Have you ever had someone say that to you? “When will you finally get sick enough of that (insert trap sin here) and how it hurts you and others, that you will finally nail it to the cross?” Maybe you have heard that. Maybe you have said it to yourself! That takes me back to my junior year in high school…
“Hey, Fox! What are you readin’?”
I knew that voice. It was coming from two seats behind me in History Class. It belonged to a kid in our high school that everyone avoided because he was considered an oddball. I slowly turned, my mind spinning with anticipation of what I was about to do. My eyes fixed on my opponent. Actually, he wasn’t trying to pick a fight; Rick was just asking an innocent question, but in that nerdish way of his that provoked so many in the school to tease him.
“Why don’t you see for yourself?” I said, as I hurled the paperback I was reading. The missile found its desired target: Rick’s pimply face. The same face that was red with acne now turned beet red with rage.
Rick stood up beside his desk, his over-large Adam’s apple moving up and down like a yo-yo, in sync with his breaths. He was angry and embarrassed by my attack. In all of the wisdom that I could muster as a tender young scholar of 17, I leaped to my feet and began to shadow box in front of Rick.
“You want a piece of me, Rick?” I taunted. “You want some of this?” I punched at him playfully, my fists pulling up just inches short of his face.
Rick was tall and as skinny as a toothpick, but his reach was at least a foot longer than mine.

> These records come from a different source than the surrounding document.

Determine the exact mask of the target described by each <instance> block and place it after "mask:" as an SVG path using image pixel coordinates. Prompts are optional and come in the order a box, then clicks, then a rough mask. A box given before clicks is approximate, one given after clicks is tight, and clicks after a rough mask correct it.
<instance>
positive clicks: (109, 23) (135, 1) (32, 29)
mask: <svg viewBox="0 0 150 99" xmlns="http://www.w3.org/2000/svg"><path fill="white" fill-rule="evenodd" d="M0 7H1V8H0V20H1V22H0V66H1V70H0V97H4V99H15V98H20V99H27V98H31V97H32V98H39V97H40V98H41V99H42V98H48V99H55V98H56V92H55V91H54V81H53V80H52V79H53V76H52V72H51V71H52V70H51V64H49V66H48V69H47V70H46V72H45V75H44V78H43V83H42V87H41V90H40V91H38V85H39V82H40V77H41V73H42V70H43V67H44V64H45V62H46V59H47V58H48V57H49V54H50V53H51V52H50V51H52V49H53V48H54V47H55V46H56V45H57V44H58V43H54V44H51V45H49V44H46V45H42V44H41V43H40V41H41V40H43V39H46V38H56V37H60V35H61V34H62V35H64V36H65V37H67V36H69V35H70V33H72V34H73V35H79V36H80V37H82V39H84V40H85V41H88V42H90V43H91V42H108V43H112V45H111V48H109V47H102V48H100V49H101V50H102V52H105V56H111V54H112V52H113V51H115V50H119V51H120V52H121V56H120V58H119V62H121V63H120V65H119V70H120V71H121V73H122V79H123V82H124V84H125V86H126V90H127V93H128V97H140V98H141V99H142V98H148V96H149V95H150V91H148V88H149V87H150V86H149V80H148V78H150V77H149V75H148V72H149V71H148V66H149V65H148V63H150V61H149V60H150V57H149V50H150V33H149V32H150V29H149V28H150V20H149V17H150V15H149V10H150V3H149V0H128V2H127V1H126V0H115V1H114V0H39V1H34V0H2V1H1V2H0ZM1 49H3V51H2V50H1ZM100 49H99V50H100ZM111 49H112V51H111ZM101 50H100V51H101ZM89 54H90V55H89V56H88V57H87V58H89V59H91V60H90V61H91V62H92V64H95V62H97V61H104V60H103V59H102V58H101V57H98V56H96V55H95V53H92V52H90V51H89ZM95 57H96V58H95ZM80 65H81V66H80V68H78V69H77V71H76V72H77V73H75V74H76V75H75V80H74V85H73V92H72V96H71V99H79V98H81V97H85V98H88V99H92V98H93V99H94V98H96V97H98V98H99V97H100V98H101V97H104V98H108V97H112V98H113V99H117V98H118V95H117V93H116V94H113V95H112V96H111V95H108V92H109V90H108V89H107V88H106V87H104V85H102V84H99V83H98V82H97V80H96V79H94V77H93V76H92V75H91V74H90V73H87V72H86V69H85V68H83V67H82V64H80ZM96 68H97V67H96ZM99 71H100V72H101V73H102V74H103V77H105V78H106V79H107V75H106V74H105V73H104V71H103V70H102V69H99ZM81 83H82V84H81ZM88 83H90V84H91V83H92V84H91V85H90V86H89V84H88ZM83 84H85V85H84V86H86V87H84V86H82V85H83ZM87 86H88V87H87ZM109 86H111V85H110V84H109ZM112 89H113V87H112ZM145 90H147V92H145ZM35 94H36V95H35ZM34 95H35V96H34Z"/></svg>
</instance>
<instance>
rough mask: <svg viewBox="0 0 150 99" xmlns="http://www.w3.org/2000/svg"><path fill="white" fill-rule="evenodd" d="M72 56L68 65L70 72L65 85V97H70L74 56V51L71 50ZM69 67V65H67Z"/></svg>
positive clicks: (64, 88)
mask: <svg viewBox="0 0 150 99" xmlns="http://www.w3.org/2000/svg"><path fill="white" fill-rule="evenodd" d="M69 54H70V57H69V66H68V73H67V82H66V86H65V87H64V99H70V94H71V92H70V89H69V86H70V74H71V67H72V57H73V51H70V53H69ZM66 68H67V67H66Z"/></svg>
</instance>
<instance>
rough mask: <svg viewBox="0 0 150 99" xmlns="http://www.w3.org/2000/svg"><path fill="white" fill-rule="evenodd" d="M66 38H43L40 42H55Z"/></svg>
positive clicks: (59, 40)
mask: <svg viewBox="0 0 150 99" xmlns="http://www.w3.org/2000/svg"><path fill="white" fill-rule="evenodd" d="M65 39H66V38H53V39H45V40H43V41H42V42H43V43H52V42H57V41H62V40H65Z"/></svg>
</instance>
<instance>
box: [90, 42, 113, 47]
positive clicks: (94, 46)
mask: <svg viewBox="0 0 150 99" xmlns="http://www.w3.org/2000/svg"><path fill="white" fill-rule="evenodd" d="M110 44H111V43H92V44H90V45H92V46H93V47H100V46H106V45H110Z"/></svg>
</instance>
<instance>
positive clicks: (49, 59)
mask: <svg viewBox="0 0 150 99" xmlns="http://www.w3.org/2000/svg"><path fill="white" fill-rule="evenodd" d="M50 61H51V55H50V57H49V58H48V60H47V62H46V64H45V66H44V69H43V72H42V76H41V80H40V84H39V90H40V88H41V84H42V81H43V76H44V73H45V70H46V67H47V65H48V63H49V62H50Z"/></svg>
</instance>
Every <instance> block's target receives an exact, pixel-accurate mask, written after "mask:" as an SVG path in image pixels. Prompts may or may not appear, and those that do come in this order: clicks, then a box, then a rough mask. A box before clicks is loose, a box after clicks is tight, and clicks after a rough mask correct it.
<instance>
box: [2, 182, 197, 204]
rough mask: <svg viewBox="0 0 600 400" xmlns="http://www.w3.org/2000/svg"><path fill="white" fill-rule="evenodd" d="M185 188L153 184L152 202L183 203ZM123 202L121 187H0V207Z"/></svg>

While I was floating like a butterfly, he decided to sting like a bee. Rick sent one true jab right to the center of my face. It was a direct hit to the mouth, exactly where I deserved it, and the fight was over just that quick. I was stunned as I reached up to my two front teeth and found they were not hanging out in their usual location.
You see, I had just gotten my braces off about a week earlier. Rick had undone in one second what my orthodontist (and my Dad’s wallet, bless his soul) had taken 2 and ½ years to accomplish.

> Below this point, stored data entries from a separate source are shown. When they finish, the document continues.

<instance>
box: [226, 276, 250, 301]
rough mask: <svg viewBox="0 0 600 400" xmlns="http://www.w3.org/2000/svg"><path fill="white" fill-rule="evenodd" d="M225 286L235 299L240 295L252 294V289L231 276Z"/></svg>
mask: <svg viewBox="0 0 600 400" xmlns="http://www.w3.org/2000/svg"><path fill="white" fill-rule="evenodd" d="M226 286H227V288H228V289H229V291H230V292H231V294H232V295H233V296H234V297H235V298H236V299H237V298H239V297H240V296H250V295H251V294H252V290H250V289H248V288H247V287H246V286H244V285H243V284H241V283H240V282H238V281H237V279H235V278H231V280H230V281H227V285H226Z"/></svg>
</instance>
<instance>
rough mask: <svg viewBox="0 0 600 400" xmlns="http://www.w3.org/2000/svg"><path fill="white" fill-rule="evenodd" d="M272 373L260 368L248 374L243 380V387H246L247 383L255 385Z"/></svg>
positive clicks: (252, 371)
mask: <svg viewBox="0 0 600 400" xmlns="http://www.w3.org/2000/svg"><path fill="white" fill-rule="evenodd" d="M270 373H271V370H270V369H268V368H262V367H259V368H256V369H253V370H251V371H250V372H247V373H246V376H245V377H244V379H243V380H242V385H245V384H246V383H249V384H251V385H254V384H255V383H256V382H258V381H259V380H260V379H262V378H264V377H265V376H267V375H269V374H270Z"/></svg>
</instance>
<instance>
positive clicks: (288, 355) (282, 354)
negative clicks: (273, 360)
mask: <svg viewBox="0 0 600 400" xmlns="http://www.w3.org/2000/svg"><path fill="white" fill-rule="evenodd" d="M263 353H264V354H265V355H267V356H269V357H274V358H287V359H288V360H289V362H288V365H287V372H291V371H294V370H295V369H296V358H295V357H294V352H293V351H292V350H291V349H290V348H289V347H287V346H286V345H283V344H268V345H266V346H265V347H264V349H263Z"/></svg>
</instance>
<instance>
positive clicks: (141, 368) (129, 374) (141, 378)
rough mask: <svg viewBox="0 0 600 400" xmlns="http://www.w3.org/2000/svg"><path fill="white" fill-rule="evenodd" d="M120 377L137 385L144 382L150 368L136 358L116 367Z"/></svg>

Not only that, but I was immediately sent to the principal’s office, paddled, and sent home for three days’ suspension for fighting in class. Talk about adding insult to injury!
Two root canals, two crowns, and thousands of dollars later, I was talking to my grandmother about the incident. I will never forget her counsel that day.

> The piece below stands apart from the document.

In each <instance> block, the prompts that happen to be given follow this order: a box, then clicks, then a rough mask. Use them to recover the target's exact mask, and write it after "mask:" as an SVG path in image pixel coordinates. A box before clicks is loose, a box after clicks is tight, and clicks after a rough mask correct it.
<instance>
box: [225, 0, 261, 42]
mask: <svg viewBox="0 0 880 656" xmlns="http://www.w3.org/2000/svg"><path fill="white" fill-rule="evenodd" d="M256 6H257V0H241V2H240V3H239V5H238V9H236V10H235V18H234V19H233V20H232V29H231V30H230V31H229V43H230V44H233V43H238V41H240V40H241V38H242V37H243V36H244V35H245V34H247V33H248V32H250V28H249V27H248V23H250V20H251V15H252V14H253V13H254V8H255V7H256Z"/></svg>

“Mark, you don’t know anything about that boy. For all you know, his father beats him every day when he gets home from work. For all you know, that boy cries himself to sleep every night because of the suffering that you know nothing about. That boy needs a friend, and you just piled on to his misery. You got what you deserved.”
My grandmother loved me enough to tell me the truth. She was a true friend in every sense of that word. The Bible says, “Faithful are the wounds of a friend, profuse are the kisses of an enemy.” Even though Nana’s words hurt just about as much as Rick’s punch to the kisser, her counsel that day turned my anger to repentance, and my thoughts of revenge to remorse.
I need all the friends like that I can find.